Inventer un nouveau service public de l’information, par Jacques Rosselin (Politis)
▻https://www.politis.fr/articles/2021/10/inventer-un-nouveau-service-public-de-linformation-43649
C’est pourquoi la collectivité devrait repenser son rôle dans le financement du journalisme et plus précisément, celui de ce qu’il est convenu d’appeler le « service public de l’information ». J’écris « repenser » parce que ce financement est déjà là, et bien là. Pour le quantifier, il suffit de faire l’addition de ce que l’État dépense aujourd’hui dans ce domaine : au moins un milliard de subventions à la presse (qui représentent aujourd’hui près du quart de ses revenus, selon le Spiil), le budget consacré à l’information dans les radios et télévisions publiques, que j’évalue à 500 millions. Il faut ajouter à cela les financements des médias régionaux par les collectivités territoriales, par le biais de subventions ou de publicités, ainsi que le budget de l’AFP, une agence presse qui emploie 1 700 journalistes dans le monde entier, sans compter la défiscalisation des investissements dans les entreprises de presse… Au total, plusieurs milliards d’euros par an donc, disons trois.

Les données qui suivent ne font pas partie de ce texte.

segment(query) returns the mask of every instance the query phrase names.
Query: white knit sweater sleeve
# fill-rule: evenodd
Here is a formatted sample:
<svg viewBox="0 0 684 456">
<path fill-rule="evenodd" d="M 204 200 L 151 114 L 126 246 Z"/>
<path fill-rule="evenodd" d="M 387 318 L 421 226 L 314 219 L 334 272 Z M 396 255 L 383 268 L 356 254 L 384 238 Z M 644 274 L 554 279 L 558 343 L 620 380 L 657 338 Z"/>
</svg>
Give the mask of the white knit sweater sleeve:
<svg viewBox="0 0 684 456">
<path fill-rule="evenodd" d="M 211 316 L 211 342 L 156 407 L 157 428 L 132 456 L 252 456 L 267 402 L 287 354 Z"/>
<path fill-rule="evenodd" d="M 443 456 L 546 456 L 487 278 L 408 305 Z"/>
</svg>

L’arithmétique est simpliste mais peut faire réfléchir : je persiste et signe, si l’on partageait cet argent public entre les 30 000 journalistes français qui ont la carte de presse, on arriverait au chiffre de 100 000 euros par personne… Une rémunération largement supérieure à la moyenne de celles de la profession. Il y a donc de la marge. Financé par la collectivité, chaque journaliste ferait son travail d’enquête, sans l’encombrante et coûteuse hiérarchie, sans contrainte économique ou politique, libre à lui de diffuser son travail lui-même ou de le vendre au diffuseur qui s’y intéresse. Les médias ne cesseraient pas pour autant d’exister. Ils joueraient leur rôle d’éditeur, de diffuseur en achetant l’information à des journalistes libres, indépendants, enfin à même de prendre le temps de produire une information de qualité.